Two artifacts make the headline claims visible in seconds.
# Run incrementer + p-token Transfer through qedsvm and mollusk side by side.
# Prints CU, return data, account-data digest, and a byte+CU verdict.
cargo run --release --features diff-mollusk \
--manifest-path qedsvm-rs/Cargo.toml --example conformance_demo
# Type-check the end-to-end witness theorem for a 4-instruction sBPF program.
lake build ProofDemoexamples/lean/ProofDemo.lean is the entry point; the theorem itself lives in examples/lean/ByteIncrement.lean, which chains raw bytes to a discharged separation-logic spec with no sorry. No rustc, no external sBPF semantics.
-- Run a compiled program
example : Runner.runElfForExit anchorBinary { cuBudget := 200_000 } = some 0 := by
native_decide
-- Prove a sequence
example : cuTripleWithin 2 0 2 someCode P Q := by sl_block_iterWorked examples: examples/lean/ByteIncrement.lean (raw bytes → witness theorem) · examples/lean/PToken/BalanceSpec.lean (Solana-data-model refinement target).
use qedsvm::{ProgramResult, SVM};
let mut svm = SVM::default();
svm.add_program(&program_id, elf_bytes);
let result = svm.process_instruction(&instruction, &accounts)?;Types pin to agave master (solana-pubkey, solana-instruction, solana-account), so a Mollusk test passes data straight in. Differential testing against Mollusk:
cargo test --manifest-path qedsvm-rs/Cargo.toml --features diff-mollusk| Layer | Status |
|---|---|
| ALU + jumps + memory + call/return | ✅ |
ELF64 loader (all R_BPF_64_*) |
✅ |
| Crypto syscalls (12), agave-pinned crates | ✅ |
| Native programs (System, ComputeBudget, BPF Loader v3, precompiles) | ✅ Firedancer-aligned |
| CPI (Rust + C ABI, depth-2+, PDA signer promotion) | ✅ |
| 142 per-instruction Hoare triples | ✅ |
Composition tactics (sl_block_iter, sl_branch, sl_rw_abs) |
✅ |
| End-to-end proofs over compiler-emitted bytecode | ✅ 76 / 76 CU on p-token Transfer, exitCode = 0 |
See ROADMAP.md for the phase-by-phase breakdown and current work.

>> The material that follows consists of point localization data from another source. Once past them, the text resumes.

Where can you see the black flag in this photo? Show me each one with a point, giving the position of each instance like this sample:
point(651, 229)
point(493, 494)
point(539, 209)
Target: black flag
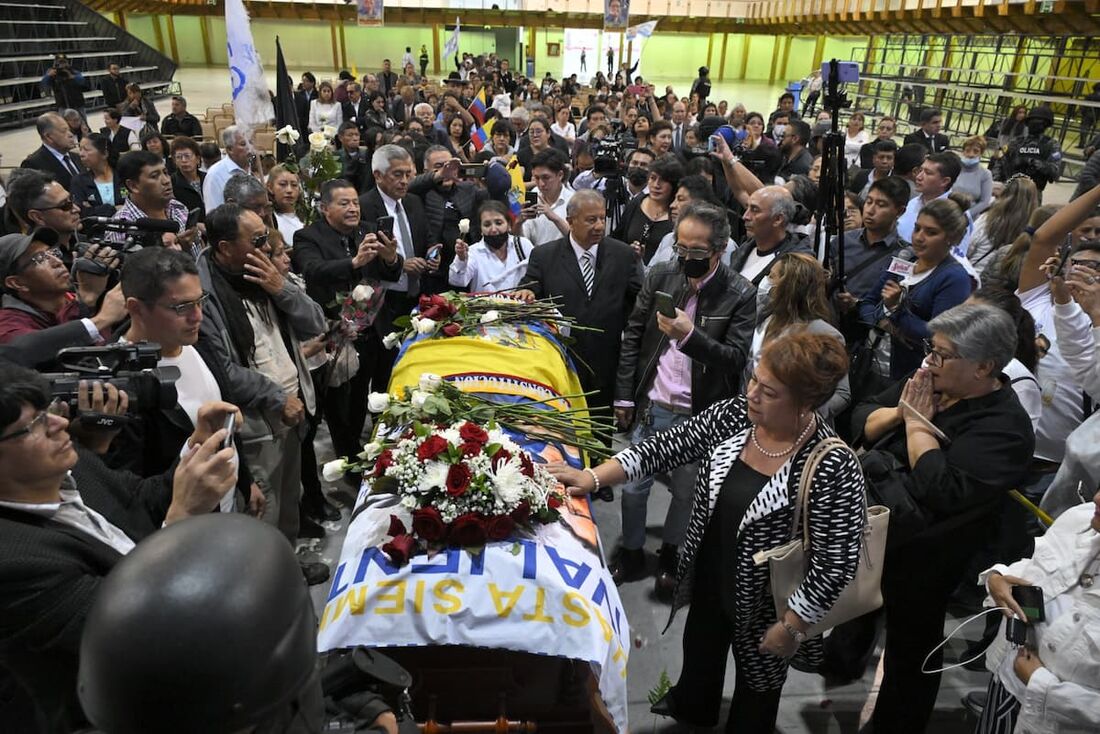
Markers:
point(286, 113)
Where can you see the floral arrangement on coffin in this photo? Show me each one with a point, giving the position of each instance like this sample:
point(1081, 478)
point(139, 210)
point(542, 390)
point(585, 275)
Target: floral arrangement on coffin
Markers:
point(463, 484)
point(317, 166)
point(459, 314)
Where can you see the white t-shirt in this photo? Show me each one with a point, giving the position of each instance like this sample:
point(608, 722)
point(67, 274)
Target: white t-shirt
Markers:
point(196, 385)
point(1063, 400)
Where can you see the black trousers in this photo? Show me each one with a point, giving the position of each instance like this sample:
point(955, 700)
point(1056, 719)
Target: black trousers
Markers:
point(916, 584)
point(708, 636)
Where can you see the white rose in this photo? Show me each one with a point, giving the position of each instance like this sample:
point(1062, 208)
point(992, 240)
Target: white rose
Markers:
point(377, 402)
point(371, 450)
point(333, 470)
point(429, 382)
point(418, 398)
point(362, 293)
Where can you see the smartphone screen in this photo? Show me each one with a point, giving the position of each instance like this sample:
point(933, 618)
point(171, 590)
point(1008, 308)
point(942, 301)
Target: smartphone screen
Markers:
point(386, 225)
point(664, 305)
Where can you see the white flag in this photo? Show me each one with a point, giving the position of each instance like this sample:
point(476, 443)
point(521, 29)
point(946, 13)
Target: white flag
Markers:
point(644, 30)
point(252, 101)
point(452, 43)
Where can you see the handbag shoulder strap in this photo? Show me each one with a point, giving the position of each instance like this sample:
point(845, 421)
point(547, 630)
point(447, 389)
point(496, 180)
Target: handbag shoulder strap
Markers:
point(805, 482)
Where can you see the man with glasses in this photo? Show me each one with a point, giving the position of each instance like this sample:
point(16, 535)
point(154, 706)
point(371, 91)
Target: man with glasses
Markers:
point(149, 186)
point(37, 294)
point(55, 156)
point(65, 521)
point(37, 200)
point(255, 319)
point(671, 369)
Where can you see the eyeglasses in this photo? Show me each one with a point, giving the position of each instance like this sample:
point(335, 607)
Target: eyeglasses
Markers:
point(40, 258)
point(36, 427)
point(1079, 262)
point(186, 307)
point(691, 253)
point(66, 205)
point(934, 358)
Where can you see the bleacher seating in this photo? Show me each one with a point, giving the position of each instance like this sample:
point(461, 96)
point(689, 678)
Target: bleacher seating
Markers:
point(32, 33)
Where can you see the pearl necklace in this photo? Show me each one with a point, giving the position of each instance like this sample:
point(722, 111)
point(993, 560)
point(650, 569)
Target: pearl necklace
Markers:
point(778, 455)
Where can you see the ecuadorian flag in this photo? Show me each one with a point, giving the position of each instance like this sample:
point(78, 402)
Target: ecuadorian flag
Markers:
point(518, 190)
point(479, 106)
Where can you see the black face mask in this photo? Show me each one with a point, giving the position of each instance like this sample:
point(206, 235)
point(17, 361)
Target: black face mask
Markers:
point(694, 267)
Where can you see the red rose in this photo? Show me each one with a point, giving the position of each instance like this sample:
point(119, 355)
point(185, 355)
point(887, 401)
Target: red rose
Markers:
point(399, 549)
point(468, 530)
point(526, 467)
point(501, 457)
point(384, 461)
point(499, 527)
point(431, 448)
point(428, 524)
point(458, 480)
point(473, 433)
point(396, 526)
point(521, 512)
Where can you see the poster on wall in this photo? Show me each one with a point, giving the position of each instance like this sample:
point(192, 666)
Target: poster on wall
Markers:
point(581, 54)
point(615, 14)
point(371, 12)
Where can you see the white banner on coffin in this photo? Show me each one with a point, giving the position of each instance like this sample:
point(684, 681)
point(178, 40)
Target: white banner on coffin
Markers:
point(549, 595)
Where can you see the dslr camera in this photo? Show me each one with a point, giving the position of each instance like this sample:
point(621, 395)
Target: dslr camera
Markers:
point(130, 368)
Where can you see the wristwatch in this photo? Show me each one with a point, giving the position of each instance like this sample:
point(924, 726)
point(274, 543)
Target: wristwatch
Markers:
point(793, 632)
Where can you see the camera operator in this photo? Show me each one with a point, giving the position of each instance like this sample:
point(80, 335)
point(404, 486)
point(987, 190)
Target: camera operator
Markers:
point(66, 519)
point(151, 196)
point(1036, 154)
point(37, 295)
point(66, 84)
point(164, 299)
point(447, 200)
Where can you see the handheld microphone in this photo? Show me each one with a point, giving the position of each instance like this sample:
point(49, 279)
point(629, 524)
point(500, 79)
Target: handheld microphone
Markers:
point(142, 225)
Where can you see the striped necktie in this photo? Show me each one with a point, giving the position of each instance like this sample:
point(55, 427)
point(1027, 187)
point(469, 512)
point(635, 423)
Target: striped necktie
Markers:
point(587, 272)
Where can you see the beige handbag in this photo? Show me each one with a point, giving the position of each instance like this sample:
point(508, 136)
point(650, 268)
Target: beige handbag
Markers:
point(790, 561)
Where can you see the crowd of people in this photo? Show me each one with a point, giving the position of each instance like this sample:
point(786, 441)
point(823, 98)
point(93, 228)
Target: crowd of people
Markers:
point(957, 350)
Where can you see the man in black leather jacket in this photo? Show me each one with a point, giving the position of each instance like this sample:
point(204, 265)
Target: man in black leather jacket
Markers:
point(671, 369)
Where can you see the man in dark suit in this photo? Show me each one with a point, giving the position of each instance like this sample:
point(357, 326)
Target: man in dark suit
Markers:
point(928, 135)
point(61, 534)
point(594, 278)
point(334, 254)
point(54, 155)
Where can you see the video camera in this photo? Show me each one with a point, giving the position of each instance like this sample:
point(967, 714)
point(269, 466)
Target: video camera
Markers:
point(132, 368)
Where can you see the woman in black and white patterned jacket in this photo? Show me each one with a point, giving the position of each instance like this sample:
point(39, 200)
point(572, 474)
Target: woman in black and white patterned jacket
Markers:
point(750, 452)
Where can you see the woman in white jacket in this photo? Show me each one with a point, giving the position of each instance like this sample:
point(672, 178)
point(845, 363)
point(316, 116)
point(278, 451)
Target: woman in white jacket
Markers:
point(1052, 685)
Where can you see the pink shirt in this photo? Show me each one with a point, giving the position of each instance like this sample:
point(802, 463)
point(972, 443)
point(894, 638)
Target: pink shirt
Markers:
point(672, 383)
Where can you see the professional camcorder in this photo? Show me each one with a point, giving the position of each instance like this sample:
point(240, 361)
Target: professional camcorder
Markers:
point(132, 368)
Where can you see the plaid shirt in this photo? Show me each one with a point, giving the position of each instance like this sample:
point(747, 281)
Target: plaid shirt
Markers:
point(130, 212)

SVM/ Lean library: interpreter, spec layer, Solana SL predicates
examples/lean/ Hoare-proof examples (ByteIncrement, PToken/, CompilerRt*, …)
examples/rust/ → qedsvm-rs/examples (symlink)
qedsvm-rs/ Cargo workspace
├── (root) Mollusk-shaped Rust API
└── lean-bridge/ Agave-pinned crypto staticlib called by Lean
docs/ Active design notes (docs/archive/ for shipped plans)
Extracted on 2026-05-12 from QEDGen/solana-skills. The methodology (separation logic over machine state with bounded Hoare triples) is borrowed from Verified-zkEVM/evm-asm, which descends from Kennedy/Benton/Jensen/Dagand, "Coq: The world's best macro assembler?" (PPDP 2013).
MIT. See LICENSE.
Issues and PRs welcome. The bar is small trust base and honest specs. Additions that broaden the surface without a clear soundness story will get pushback.